Œ: Dark was centred around the abstract theme of time travelling in 33 year cycles. In the last season this even evolved to parallel-dimensions… How do you prepare for such an abstract role when you have no real-life experience of it?
Moritz: It was so long ago I can hardly remember *ponders* I must admit it was quite complicated, especially the first season, where you didn’t know all the names and faces yet, compared to the second or third – where we already knew them and could envision them. We had to run through the script a good few times with our showrunners, luckily we had them on set and could ask them questions whenever we wanted.
So there was a lot of mapping it on the wall with a lot of colourful sticky notes with comments of what time you were in, what you would know at that time, what you wouldn’t, and what you would like to find out – both as a character and as an actor. That was the ‘preparation travelling’.
Œ: What characteristics of Magnus Nielsen do you find to be relatable to yourself?
Moritz: He’s very protective of the people he loves and he’s very passionate *pauses* Ja, I like the way that he’s a leader and tries to be a caring one too.
Œ: Have you got any exciting acting projects coming up? Or will you stay focused on your music for now?

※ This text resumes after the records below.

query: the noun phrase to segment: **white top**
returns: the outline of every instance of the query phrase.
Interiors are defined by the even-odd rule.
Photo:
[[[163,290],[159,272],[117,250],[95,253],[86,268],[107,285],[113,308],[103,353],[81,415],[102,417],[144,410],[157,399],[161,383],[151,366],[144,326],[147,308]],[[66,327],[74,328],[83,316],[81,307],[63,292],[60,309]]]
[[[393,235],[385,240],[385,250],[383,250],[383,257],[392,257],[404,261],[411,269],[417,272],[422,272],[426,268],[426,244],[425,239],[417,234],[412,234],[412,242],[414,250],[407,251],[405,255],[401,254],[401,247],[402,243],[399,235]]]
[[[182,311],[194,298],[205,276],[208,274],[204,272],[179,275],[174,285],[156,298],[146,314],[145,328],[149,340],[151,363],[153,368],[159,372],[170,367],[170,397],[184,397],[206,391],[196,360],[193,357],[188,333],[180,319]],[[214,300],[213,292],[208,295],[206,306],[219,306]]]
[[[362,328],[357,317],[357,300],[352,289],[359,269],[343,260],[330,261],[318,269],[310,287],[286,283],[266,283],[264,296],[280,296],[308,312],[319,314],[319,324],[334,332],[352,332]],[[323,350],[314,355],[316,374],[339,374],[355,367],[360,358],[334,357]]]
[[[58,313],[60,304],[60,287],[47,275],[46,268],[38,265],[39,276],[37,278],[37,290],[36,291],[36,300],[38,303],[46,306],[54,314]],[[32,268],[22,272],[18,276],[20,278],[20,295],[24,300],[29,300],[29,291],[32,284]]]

Moritz: Well, acting-wise there’s a movie called ‘We might as well be dead’, it just had its international premiere in New York and it had its premiere at the Berlinale in February. It’s a movie that I’m really excited about and that I think is truly important as it tells the story of how fear and love keep us moving forward, personally and in society. It will be in cinemas in Summer, I think, or Autumn…
Then there’s a BBC series coming up, which I’m very proud to even be a little part of it! Such an exciting story about WW2 heroes who played a really core part in North Africa. It’s called the SAS: Rogue Heroes. It will be shown on BBC and internationally. I think, HBO is also authorised but I’m not sure, but yes, that will be out later this year too.
Music-wise, I’m working on some new stuff. We’re filming music videos – we’re going to have a remix for one track from the album. We also recorded some live sessions to give the audience worldwide an idea of what we sound like as a band and our style. All of which we’re looking forward to!